O'Brien plays George Steele, whom we first meet in the throes of an alcoholic bender and apparent mental breakdown. In typically circuitous noir style, we soon learn that he began his evening aboard a train that crashed. The problem? The cops have no record of a train wreck. Even in 1946, they kept track of that kind of stuff. So it's not looking good for our hero's sanity. One of his museum colleagues (Claire Trevor) agrees to help him clear his name. He retraces his steps, beginning with another ride on the same train that made him loopy. So far it's a little Lady Vanishes with a some Spellbound tossed in for good measure.
I'm fine with derivative filmmaking, but in those particular Hitchcock films, it’s the romance that keeps me coming back. Here, Claire Trevor manages to play both gal Friday and mysterious dame. Her friendship with O’Brien teeters on the edge of romance and, although it's not a huge surprise when they hook up, it's satisfying. Marshall provides the third side of the triangle, but that plot element doesn't really work. He and Trevor have no chemistry, and in one scene she admits that he makes her miserable. If it weren't for Marshall’s sudden uptick in energy at the end of the movie, I would want to give him B-12 shots. Eventually, however, he solves the crime with panache and starts to seem like an actor who might be worthy of a detective series of his own.
Speaking of detective series, I let out an internal "squee" every time someone in the movie called O'Brien "Mr. Steele." I can't help but wonder if the creators of my all-time favorite TV show, Remington Steele, weren't referencing Crack Up.
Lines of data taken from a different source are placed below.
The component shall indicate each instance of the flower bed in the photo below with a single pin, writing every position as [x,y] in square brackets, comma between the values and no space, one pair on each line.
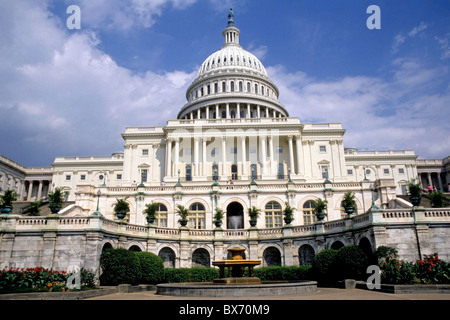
[429,270]
[40,279]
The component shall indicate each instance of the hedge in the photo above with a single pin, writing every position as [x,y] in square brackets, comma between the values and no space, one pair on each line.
[280,273]
[200,274]
[119,266]
[152,267]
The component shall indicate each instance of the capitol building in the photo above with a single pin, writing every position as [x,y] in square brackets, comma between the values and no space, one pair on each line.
[233,146]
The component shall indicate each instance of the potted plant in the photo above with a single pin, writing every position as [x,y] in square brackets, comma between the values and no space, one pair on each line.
[415,192]
[121,208]
[288,213]
[218,216]
[7,199]
[150,211]
[320,206]
[183,213]
[253,213]
[56,200]
[349,203]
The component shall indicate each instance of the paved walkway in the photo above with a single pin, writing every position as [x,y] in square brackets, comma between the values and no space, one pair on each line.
[321,294]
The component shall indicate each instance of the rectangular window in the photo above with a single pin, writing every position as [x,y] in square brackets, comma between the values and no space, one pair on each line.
[324,172]
[144,173]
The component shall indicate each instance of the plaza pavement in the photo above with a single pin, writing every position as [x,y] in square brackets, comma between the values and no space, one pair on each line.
[321,294]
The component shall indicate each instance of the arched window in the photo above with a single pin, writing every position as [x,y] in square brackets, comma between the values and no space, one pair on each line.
[273,214]
[234,172]
[215,172]
[254,171]
[197,216]
[308,212]
[280,171]
[161,215]
[188,173]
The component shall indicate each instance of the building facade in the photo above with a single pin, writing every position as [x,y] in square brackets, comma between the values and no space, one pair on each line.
[233,146]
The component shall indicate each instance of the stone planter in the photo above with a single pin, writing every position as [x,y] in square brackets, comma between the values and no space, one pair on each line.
[121,215]
[54,209]
[349,283]
[6,209]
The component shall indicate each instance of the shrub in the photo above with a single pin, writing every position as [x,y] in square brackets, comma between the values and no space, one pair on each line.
[350,262]
[199,274]
[152,267]
[30,279]
[432,270]
[322,265]
[119,266]
[280,273]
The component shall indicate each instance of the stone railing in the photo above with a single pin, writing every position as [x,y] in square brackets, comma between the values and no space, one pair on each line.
[418,215]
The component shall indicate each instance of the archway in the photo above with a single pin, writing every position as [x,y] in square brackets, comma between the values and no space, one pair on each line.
[337,245]
[168,256]
[306,254]
[200,258]
[235,216]
[272,257]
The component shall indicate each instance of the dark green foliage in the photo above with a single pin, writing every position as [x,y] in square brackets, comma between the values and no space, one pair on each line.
[350,262]
[322,265]
[279,273]
[191,274]
[152,267]
[119,266]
If you gave Pat O'Brien's wardrobe to a woman, turned the urbane undercover cop into an urbane undercover con man, kept the references to art theft and forgery, squinted and stood back twenty paces, you might have Remington Steele.
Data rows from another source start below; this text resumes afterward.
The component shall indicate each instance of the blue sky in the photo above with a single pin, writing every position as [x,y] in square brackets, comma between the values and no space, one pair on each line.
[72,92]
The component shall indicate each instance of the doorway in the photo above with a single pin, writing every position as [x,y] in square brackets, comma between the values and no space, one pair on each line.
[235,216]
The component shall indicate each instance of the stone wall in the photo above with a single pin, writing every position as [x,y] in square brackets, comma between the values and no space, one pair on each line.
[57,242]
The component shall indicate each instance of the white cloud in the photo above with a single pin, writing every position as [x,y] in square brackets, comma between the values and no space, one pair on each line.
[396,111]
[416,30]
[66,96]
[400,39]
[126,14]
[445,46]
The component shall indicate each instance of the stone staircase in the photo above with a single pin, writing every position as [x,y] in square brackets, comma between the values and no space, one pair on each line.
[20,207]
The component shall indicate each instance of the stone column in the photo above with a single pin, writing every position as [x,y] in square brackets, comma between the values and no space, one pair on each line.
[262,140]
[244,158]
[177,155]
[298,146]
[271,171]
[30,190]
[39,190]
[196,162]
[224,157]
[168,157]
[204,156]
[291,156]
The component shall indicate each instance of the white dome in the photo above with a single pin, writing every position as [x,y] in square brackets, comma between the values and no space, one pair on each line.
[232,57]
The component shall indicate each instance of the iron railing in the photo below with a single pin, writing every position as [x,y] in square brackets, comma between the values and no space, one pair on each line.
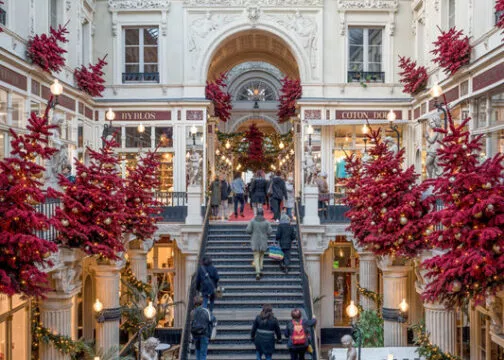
[48,208]
[184,344]
[138,77]
[366,76]
[307,296]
Thanks to the epic series The 100 Greatest Posters of Noir, I will never take movie advertisements at face value again. This poster is terrible. If Where Danger Lives did a 100 Worst, this might well make the list. The title is too small and the tagline is too big. The cracked font is an obvious concept carried out in a half-assed fashion, and, combined with the green, the whole thing reminds me of a turtle. Claire Trevor looks nothing like the poor woman on the poster, who appears to have a painfully broken leg. Pat O'Brien’s portrait does him no favors, either. Herbert Marshall gets third billing, but his portrait dominates the poster. Maybe the artist was a secret Herbert Marshall fan? Nah: no one with such good taste could turn out this little fiasco.